The naira retreated for a third day, set for its lowest closing level in more than a year, in the absence of central bank intervention and foreign-exchange sales from oil companies.
The currency of Africa’s biggest crude producer declined 0.7 percent to 163.35 per dollar as of 2:24 p.m. in Lagos, the commercial capital, its worst level since June 2012 on a closing basis. The naira has fallen 4.4 percent against the dollar this year, according to data compiled by Bloomberg.
“Foreign exchange sales from oil companies have so far remained benign this week” and “offshore support has certainly dissipated given the current global environment,” Samir Gadio, an emerging-markets strategist at Standard Bank Group Ltd. in London, said in e-mailed comments. “The market expected that the Central Bank of Nigeria would intervene and sell dollars directly to the banks, but this didn’t happen.”
Debate among Federal Reserve officials over whether to reduce monetary stimulus has roiled financial markets since May. Oil companies in Nigeria, which sell the U.S. currency mainly at the end of the month to pay domestic expenses, are the second-biggest supplier of dollars after the Abuja-based central bank. The regulator auctions foreign exchange on Mondays and Wednesdays.
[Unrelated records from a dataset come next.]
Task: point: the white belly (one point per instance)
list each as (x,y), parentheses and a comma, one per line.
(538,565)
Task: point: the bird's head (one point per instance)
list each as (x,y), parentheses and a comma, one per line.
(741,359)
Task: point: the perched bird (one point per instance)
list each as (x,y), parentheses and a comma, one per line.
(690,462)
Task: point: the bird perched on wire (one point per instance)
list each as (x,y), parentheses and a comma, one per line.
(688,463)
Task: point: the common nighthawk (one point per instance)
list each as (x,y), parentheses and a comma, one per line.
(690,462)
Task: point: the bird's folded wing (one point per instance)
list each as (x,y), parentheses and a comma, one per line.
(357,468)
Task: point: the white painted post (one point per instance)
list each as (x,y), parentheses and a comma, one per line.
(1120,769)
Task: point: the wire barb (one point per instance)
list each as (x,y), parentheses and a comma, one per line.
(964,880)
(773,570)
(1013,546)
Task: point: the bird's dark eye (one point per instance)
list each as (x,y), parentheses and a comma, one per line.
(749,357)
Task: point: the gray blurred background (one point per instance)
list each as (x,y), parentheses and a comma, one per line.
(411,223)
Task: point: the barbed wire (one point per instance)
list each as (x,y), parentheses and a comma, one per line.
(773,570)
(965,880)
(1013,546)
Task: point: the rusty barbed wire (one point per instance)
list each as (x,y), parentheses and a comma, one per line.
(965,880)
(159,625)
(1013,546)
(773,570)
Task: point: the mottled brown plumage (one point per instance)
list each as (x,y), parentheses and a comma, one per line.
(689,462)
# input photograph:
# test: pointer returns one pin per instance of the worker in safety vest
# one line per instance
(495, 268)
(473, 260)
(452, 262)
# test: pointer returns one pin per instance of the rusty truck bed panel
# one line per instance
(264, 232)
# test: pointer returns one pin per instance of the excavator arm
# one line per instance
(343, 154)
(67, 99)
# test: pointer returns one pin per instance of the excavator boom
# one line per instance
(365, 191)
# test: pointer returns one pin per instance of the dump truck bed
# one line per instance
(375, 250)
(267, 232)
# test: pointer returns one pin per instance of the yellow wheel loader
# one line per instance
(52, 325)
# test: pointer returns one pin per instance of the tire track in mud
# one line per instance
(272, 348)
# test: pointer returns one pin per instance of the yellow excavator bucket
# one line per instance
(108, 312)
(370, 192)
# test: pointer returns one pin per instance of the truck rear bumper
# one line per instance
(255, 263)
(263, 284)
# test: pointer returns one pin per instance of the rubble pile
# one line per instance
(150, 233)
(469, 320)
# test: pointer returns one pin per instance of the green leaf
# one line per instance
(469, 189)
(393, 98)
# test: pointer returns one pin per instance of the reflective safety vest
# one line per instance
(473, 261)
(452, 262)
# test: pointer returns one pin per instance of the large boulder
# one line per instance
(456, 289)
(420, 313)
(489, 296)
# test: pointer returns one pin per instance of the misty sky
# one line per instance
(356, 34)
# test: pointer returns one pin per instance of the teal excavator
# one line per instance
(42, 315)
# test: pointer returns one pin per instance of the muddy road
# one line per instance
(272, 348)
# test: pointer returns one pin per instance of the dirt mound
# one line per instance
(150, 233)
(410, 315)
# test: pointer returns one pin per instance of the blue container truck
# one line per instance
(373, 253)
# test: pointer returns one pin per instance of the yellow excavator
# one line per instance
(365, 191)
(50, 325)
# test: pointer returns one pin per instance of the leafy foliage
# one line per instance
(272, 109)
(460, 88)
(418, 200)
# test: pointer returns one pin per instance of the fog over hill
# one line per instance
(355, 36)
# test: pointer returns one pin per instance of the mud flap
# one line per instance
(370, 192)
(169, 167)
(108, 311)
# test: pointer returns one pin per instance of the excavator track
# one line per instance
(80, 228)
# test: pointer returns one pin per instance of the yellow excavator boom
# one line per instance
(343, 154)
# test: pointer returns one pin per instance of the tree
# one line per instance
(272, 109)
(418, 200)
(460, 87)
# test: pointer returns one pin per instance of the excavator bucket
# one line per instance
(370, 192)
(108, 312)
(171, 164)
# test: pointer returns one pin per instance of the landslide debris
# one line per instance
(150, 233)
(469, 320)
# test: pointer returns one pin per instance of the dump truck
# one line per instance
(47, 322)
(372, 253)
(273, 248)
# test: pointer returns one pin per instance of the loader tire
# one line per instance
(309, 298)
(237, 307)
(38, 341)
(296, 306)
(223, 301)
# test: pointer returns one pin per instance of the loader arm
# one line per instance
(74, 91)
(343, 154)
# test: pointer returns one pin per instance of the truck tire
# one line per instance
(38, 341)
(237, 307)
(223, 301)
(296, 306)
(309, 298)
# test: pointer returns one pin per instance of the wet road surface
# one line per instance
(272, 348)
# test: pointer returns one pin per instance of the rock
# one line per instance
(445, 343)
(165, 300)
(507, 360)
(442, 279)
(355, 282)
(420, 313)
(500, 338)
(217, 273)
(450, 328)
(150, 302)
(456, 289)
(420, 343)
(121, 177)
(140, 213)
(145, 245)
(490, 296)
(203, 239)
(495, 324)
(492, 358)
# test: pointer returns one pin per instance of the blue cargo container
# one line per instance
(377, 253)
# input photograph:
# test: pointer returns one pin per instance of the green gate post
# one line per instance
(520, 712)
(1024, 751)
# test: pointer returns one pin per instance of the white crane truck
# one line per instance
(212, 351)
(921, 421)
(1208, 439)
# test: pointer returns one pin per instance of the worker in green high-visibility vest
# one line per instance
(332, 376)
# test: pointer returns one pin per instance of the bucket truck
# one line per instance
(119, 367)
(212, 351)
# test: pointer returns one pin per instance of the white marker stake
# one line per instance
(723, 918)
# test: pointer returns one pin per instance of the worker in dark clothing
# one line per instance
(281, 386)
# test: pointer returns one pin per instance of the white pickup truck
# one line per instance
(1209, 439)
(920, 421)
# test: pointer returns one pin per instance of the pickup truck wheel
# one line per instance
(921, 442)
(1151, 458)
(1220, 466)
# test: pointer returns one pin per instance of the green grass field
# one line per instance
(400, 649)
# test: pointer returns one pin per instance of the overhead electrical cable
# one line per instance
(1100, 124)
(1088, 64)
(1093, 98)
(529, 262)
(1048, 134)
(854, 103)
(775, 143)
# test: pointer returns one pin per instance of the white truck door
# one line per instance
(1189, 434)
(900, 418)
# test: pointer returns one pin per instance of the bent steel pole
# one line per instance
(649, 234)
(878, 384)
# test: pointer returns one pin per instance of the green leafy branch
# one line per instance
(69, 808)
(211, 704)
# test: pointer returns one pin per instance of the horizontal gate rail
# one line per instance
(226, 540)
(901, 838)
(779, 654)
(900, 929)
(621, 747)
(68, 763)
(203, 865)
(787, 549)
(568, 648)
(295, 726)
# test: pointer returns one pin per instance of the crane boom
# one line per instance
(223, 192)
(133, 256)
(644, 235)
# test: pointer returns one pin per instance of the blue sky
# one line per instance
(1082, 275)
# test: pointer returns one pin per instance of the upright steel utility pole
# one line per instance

It sold $563.5 million this week, compared with $548.4 million in the previous five days.
The central bank occasionally sells dollars directly to lenders on the interbank market outside of its weekly auctions. Nigeria’s foreign-exchange reserves have slid 4 percent to $46.9 billion on Aug. 27 from a high this year of $48.9 billion in May, according to central bank data.
Borrowing costs on Nigeria’s domestic bonds due January 2022 fell eight basis points, or 0.08 percentage point, to 13.6 percent, according to yesterday’s data compiled by Bloomberg.